The London gold market -- or "loco London" in trader parlance -- is a hard nut for the French to crack. The Bundesbank has been repatriating gold holdings from vaults in Paris and New York to assuage Germany's "bring-home-our-gold" movement but it has not yet withdrawn any bars from the vaults of the Bank of England.

Peter Hambro, a London gold veteran and president of the Russian miner Petropavlovsk, said the French held onto to most their gold when Gordon Brown sold half the Bank of England's bars at the bottom of market for a quarter of current price.

France sold 580 tonnes under Nicolas Sarkozy -- to great protest -- but remains the world's fifth biggest holder with 2,436 tonnes.

"The Banque de France has an excellent reputation as the manager of the French national reserves of gold and foreign exchange. It is in a select club of countries like China and Russia that still understand the value of gold as a store of value and a medium of exchange that is in itself no one else's promise," Hambro said.

Ross Norman from Sharps Pixley said there is a reason for this stickiness. London remains the most liquid gold market in the Western world by far, with trusted courts under the rule of law. "I haven't heard of a 'loco Paris' gold trade for decades, so it is going to be tough for them," he said.

The LBMA says the daily notional trade in London in 2016 was $234 billion, far ahead of the Comex in the United States at $28.9 billion or the combined Shanghai futures and gold exchanges at $9.4 billion.

However, the LBMA members provide deep liquidity to the market and this cannot easily be replicated. "Constructing anew such a system would be expensive and wearisome. For Paris to challenge London's pre-eminence the BdF would need to encourage more than just JP Morgan to operate there with such a backup," Norman said.

France's 20th-century reverence for gold had unintended consequences. The country accumulated too much of the world's bullion stock in the 1920s after it returned to the post-Versailles gold standard at an undervalued rate. This exerted a deflationary effect on the international system, deepening the Great Depression. At one point France amassed 5,000 tonnes.

Gold hoarding recoiled with a vengeance in the 1930s when France remained the last major power fixed to the gold standard, and therefore remained trapped in a contractionary vortex that delayed recovery and led to bitter left-right political conflict. It was a key reason why the country succumbed to defeatism in 1940.

London can boast an even more illustrious past than Paris as a bullion hub.
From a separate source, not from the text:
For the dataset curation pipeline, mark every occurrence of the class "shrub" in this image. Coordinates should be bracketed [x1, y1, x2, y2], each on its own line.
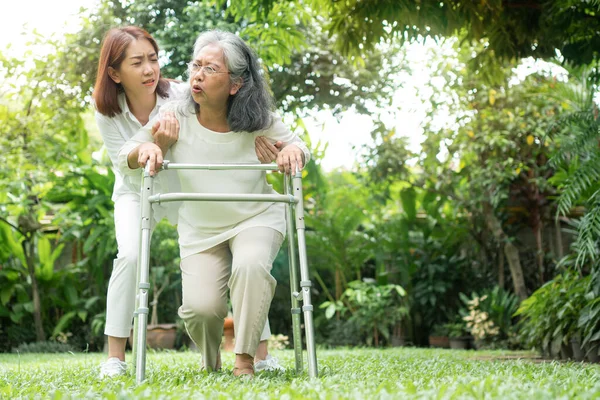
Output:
[12, 341, 75, 353]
It dates back to the gold shipping partnership of the East India Co. and Moses Mocatta in the late 17th century, later helped by the great gold enthusiast Sir Isaac Newton, master of the Royal Mint and part-time alchemist, when he could tear himself away from gravity theory.

The Bank of England established the London Good Delivery List in 1750 to set a unified standard for gold refiners. The quintet of N.M. Rothschild & Sons, Mocatta & Goldsmid, Pixley & Abell, Samuel Montagu & Co., and Sharps Wilkins ran the celebrated "London fix" for decades.

The anachronistic fix was reformed after the global financial crisis to make it more transparent. It is now electronic and partially regulated. Barclays was fined $26 million in 2014 for abuses linked to the old system

The Bank of England's gold vaults hold 5,200 tonnes on behalf of global central banks and for the LBMA, with sealed lips on who the customers are. Some 7,500 tonnes in total are stored in London. JP Morgan, HSBC, and Brinks, among others, have their own vaults.

In the long run the real challenge for the London gold market almost certainly comes from Shanghai and Asian hubs. Some might say the sibling rivalry between the French and the British -- over the most atavistic of all commodities -- borders on national caricature.